We acknowledge our need to be utterly dependent on the Lord Jesus Christ in order to fulfil his Great Commission through faith, humble obedience, and prayer (John 15:5; Matt. 28:16-20; Acts 1:8). 


We work tirelessly to plant healthy churches among the unengaged, unreached people groups of the world. Today more than 90 percent of the world’s unreached peoples live outside the reach of traditional missions — in areas of the world that are closed, restricted or prohibited to mission agencies. The task to bring them the hope of the gospel is urgent (1 Cor 9:16; Rom 1:13-15).


The Gospel must be proclaimed, not just by conventional means, not just by traditional means, but by creative endeavours that support the objective. We must be willing to move out of our comfort zone and use creative businesses that will aid us in our goal of seeing churches planted (1 Cor 9:22-23; Acts 17:22-23).

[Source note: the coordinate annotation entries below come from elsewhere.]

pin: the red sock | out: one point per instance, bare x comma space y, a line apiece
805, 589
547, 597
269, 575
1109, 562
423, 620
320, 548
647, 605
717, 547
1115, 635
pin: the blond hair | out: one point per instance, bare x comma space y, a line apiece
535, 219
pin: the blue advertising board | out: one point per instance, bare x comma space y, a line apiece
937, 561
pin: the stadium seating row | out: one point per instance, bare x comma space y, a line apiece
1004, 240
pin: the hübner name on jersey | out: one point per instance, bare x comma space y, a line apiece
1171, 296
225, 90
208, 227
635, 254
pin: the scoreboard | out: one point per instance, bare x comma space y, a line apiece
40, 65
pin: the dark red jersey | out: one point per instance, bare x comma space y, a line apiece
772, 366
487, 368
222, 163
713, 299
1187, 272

We find our identity in Christ alone, and in that we find freedom. The work we do demands that we give up whatever “earthly” identities we have attached to ourselves. Just as Christ left his heavenly home and became part of the human race, we too must give up parts of ourselves to become relevant in another culture (Gal 2:20, 5:1).

People Group Focused   

In response to Jesus’ command to make disciples of ALL nations, we prioritize our efforts to reach nations or people groups who are unreached and unengaged due to barriers that prevent them from having access to the gospel (Matt 28:19-20; Rev 5:9, 7:9).


We work with integrity, seeking to minister in ways that the host government approves and that attest to the benefits we bring to the ethnic peoples in that region. If we obtain access by committing to do something, we will do it (2 Cor 1:12; Rom 13:1-2; Acts 4).

Biblical Theology   

We are committed to teaching the whole narrative of God’s Word, starting from the beginning, in order to build a firm foundation of truth. This approach promotes the clarity of the gospel in an effort to minimize the influence of syncretism (Luke 24:25-27). 

Cultural Relevance   

God’s Word must be understood and taught clearly. We teach in the heart language so that Scripture is correctly understood in their cultural context (Col. 4:3-4).

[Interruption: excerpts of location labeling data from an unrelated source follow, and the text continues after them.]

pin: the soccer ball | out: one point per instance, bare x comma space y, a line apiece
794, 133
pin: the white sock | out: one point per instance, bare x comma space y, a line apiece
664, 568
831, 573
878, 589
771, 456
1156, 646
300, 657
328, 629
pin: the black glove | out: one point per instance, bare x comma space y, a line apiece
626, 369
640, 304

Partnership with the Church  

Our work is best described not as doing missions on behalf of the church, but rather as carrying out the mission of the church as part of the church. We are committed to an ongoing partnership with the churches that send us, with churches that already exist in the countries where we serve, and with the churches that will be planted through our work. We seek a role as servants, enablers, and partners with the local church in its God-given local and global cause. This role is best fulfilled when all true believers grow in interdependence with the rest of the Body of Christ and in confidence in Christ as the Church’s head (2 Cor. 5:11-21).

Planting Healthy Churches   

We guide cross-cultural workers to plant healthy churches in unreached, unengaged people group contexts.  Our “Distinctives of a Church” document gives definition to what we mean by “healthy churches” and provides a framework for evaluation of progress and strategy considerations (1 Cor. 3:10-11; Eph. 3:8-10).

Light on Our Feet   

Our commitment to see God glorified among all people groups motivates us to overcome any obstacle to that end. Therefore, any new endeavour must meet the test of being ministry-focused and not aimed at providing comfort and convenience. We will only build the necessary infrastructure to access those groups in the most effective way. We also will persevere and work around any challenges that would impede accomplishing the task (2 Cor. 6:3-10).  

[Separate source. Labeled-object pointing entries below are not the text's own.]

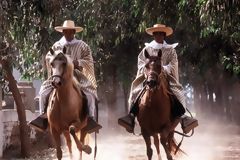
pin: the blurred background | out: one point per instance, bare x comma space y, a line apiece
208, 33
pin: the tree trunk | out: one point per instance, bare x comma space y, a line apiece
24, 138
125, 94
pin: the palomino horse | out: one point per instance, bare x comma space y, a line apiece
65, 111
155, 109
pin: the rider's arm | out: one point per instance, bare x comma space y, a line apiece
141, 62
172, 66
85, 57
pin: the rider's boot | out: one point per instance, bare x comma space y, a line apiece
40, 123
188, 123
128, 121
92, 126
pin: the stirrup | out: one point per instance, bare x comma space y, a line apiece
127, 122
188, 127
40, 123
92, 126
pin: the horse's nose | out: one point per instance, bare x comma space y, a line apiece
56, 82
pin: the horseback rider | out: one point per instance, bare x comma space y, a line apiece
170, 66
81, 55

We believe in church planting teams that consist of sent workers as well as those who come to Christ in planted churches. In other words, foreign workers and local believers come together as an expression of the Body of Christ (Acts 13:1-5; Phil. 1:27; Gal. 3:27-28).


In order to see the church planting task completed, we must be willing to lay down our rights and have a servant’s heart. We go to serve, not to be served. We go as learners, not imposing our home culture on the people we’re ministering to (Mark 10:45; Phil. 2:5-8).

Business Promotes Ministry

Success of a business or socioeconomic development venture will be measured by how it promotes church planting objectives. As most workers are financially supported by their sending church and other sponsors, they should view their business platforms as means for ministry not financial gain. When such endeavours do result in gain, we encourage profits to be used to promote church planting objectives not to grow personal wealth. (Matt. 28:16-20; Luke 24:46-49; Acts 1:8).